Find the equation of the locus of mid points of the portion of the tangent to the ellipse $$\frac{x^2}{16} + \frac{y^2}{9} = 1$$ intercepted between the axes
The answer is $$\frac{16}{x^2} + \frac{9}{y^2} = 4$$
Honestly speaking my mind is boggled by this question. I don't understand a bit. I know how to calculate the tangent to an ellipse through a point.
""If the point is $P(x_1,y_1)$ then the equation of tangent is $\frac{xx_1}{16} + \frac{yy_1}{9}=1$ for the given e equation""

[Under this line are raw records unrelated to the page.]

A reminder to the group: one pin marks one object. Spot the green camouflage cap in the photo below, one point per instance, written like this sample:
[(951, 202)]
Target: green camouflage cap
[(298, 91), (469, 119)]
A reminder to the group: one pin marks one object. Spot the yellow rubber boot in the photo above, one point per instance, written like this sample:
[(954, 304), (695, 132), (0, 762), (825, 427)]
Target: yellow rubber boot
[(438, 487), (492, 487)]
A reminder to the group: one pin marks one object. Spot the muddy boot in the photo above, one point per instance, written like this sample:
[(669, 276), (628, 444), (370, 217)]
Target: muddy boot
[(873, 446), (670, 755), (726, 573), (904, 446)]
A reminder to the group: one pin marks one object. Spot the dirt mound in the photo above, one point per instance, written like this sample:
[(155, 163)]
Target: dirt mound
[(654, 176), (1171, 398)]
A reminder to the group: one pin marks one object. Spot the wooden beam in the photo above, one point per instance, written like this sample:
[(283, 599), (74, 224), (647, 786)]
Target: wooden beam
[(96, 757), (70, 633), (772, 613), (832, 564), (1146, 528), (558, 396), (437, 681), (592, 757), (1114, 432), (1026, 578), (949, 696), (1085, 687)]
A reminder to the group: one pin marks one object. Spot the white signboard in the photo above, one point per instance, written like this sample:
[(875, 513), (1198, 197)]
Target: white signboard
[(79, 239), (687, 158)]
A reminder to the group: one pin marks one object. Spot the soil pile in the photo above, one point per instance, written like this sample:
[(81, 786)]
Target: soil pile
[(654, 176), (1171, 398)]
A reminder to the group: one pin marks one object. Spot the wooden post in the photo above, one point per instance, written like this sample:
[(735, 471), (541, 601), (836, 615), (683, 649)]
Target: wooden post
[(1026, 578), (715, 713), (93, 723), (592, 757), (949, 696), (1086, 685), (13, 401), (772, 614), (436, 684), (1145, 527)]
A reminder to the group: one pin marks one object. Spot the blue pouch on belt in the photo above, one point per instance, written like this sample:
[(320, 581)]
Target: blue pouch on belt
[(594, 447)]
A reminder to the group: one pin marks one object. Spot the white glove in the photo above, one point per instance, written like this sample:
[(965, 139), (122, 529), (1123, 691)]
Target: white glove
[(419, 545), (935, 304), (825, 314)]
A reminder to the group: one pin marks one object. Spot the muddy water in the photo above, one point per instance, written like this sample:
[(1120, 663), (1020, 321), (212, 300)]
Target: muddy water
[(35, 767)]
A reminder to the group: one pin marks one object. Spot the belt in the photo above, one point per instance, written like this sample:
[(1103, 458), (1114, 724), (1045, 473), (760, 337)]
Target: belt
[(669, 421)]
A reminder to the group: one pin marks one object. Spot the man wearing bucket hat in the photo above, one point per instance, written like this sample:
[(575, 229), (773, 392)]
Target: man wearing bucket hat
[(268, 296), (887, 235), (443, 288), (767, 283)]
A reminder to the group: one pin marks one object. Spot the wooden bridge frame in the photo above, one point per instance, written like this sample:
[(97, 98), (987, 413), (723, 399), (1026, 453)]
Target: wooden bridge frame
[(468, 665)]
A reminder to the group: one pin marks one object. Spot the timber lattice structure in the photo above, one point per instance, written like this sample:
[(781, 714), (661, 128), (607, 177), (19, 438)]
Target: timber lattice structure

But to find such a locus is just out of my mind. Please help!!!
Best Answer
The ellipse has equation $$\frac{x^2}{16}+\frac{y^2}{9}=1$$ Applying $\frac{d}{dx}$ you get
\begin{align} \frac x8 + \frac{2y}{9} \frac{dy}{dx}&=0 \\ \implies \frac{dy}{dx} & = -\frac{9x}{16y} \end{align}
i.e. at a point $(x,y)$ on the ellipse, the tangent has gradient $-\frac{9x}{16y}$.
Parameterize the ellipse as $(x(t),y(t))=(4cost,3sint)$ where $0≤t<2 \pi$. Then at such a point, the tangent has gradient $-\frac{9(4cost)}{16(3sint)}=-\frac 34 cot(t)$, so that the equation of the tangent is $$y=-\frac 34 x cot(t)+3csc(t)$$
This line intersects the $x$ and $y$ axes at the points $(4sec(t),0)$ and $(0,3csc(t))$respectively. The midpoint between between these two points would be $(2sec(t),1.5csc(t))$, and recall that $0≤t<2\pi$.
So, in parametric form, the locus of midpoints of tangents is
\begin{align} & x=\frac{2}{cos(t)} \\ & y=\frac{3}{2sin(t)} \\ \end{align}
i.e. $\frac 1x = \frac 12 cos(t)$ and $\frac 1y = \frac 23 sin(t)$, and we observe that they satisfy $4 \frac {1}{x^2} + \frac 94 \frac {1}{y^2} = 1$, hence $$\frac{16}{x^2}+\frac{9}{y^2}=4$$ as required.